Für Österreichs Deutschnationale, und nicht nur für sie, ist vor allem Zita eine Verräterin, und für die anderen Nationalisten ist der Zug »Österreich« ohnehin schon abgefahren. Fatalerweise schlägt sich das auch in den Medien nieder, denn Karl hat die Zensur gelockert und etliche Hochverräter, (vor allem tschechische) Nationalisten und andere politische Häftlinge aus den Gefängnissen entlassen, darunter auch den Mörder Stürgkhs, Friedrich Adler. Karl hat immer weniger politischen Spielraum, will den Südslawen eine Dreifachmonarchie »Österreich-Ungarn-Jugoslawien« anbieten, was wiederum die Ungarn wütend ablehnen und bekämpfen. Im wiedereröffneten Reichsrat stellen die Tschechische Union und der jugoslawische Klub nationale Forderungen. In Habsburgs Ländern beginnen Sezessionsbewegungen. Da hilft es auch nicht, dass am 3. März 1918 Russland aus dem Krieg ausgestiegen ist, denn die heimkehrenden österreichischen Soldaten haben die Verheißungen der kommunistischen Revolution vernommen, welche die republikanische Regierung Kerenskis gestürzt hat und den abgedankten Zaren Nikolaus II. samt Familie ermorden wird. Im österreichischen Kriegshafen Cattaro (heute Kotor/Montenegro) meutern die Matrosen, 250 000 Rüstungsarbeiter im ganzen Land treten in den Streik. Die zurückströmenden Krieger bringen den »bolschewistischen Bazillus« mit in die Heimat, und mancherorts in den Weiten des zerfallenden Habsburgerreichs infiziert er auch die nationalen Bewegungen. Das alles vollzieht sich in Österreich und Ungarn in affenartiger Geschwindigkeit, in einem Szenario bröckelnder Fronten, Hungerdemonstrationen und Streiks für höhere Löhne, kürzere Arbeitszeit, Brot und Frieden.

Die Obrigkeit kann gegen die Streikenden kaum Ordnungskräfte einsetzen, denn die sind an der Front.

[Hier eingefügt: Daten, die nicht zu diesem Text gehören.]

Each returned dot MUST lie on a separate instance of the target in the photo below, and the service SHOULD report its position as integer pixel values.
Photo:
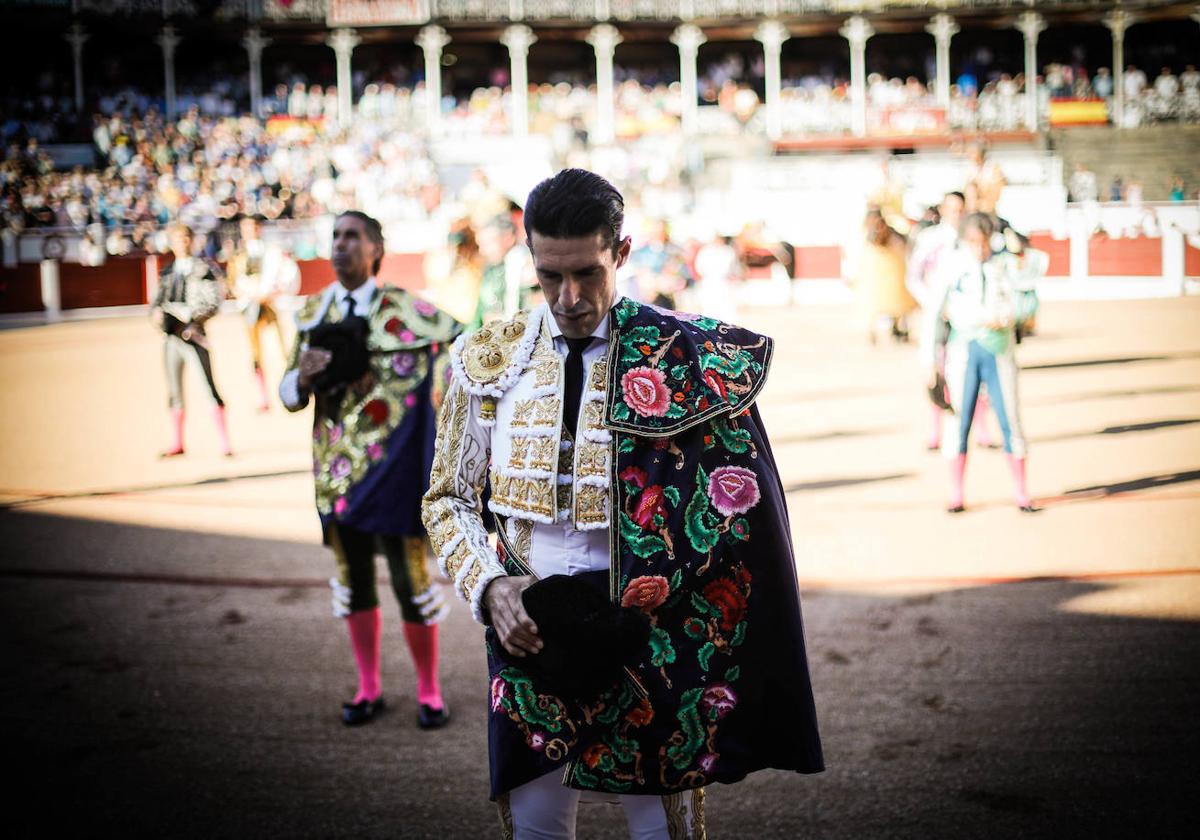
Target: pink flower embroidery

Und als die Soldaten nach und nach zurückkehren, sind sie entweder selbst schon rote Revolutionäre oder organisieren sich in gegenrevolutionären Frontkämpfervereinen, da ihnen nebst anderer Schikanen von den Kommunisten die Rangabzeichen von den Uniformen gefetzt werden. Kaiser Karl hat ein Ministerium für soziale Fürsorge geschaffen. Es versucht gemeinsam mit privaten Wohlfahrtsverbänden, die vorhandene Nahrung in den einzelnen Kronländern zu verteilen. Das »dezentralisiert« und »nationalisiert« das Leben der Menschen noch mehr, die Zentralgewalt ist dem Kaiser längst entglitten. Anfang Oktober 1918 schlägt die Steiermark Alarm. Die Ernährung der Bevölkerung ist nur noch für eine einzige Woche sichergestellt! Die Wiener Regierung erklärt sich für nicht mehr zuständig und ermächtigt die einzelnen Kronländer dazu, das Vorhandene an die Menschen zu verteilen.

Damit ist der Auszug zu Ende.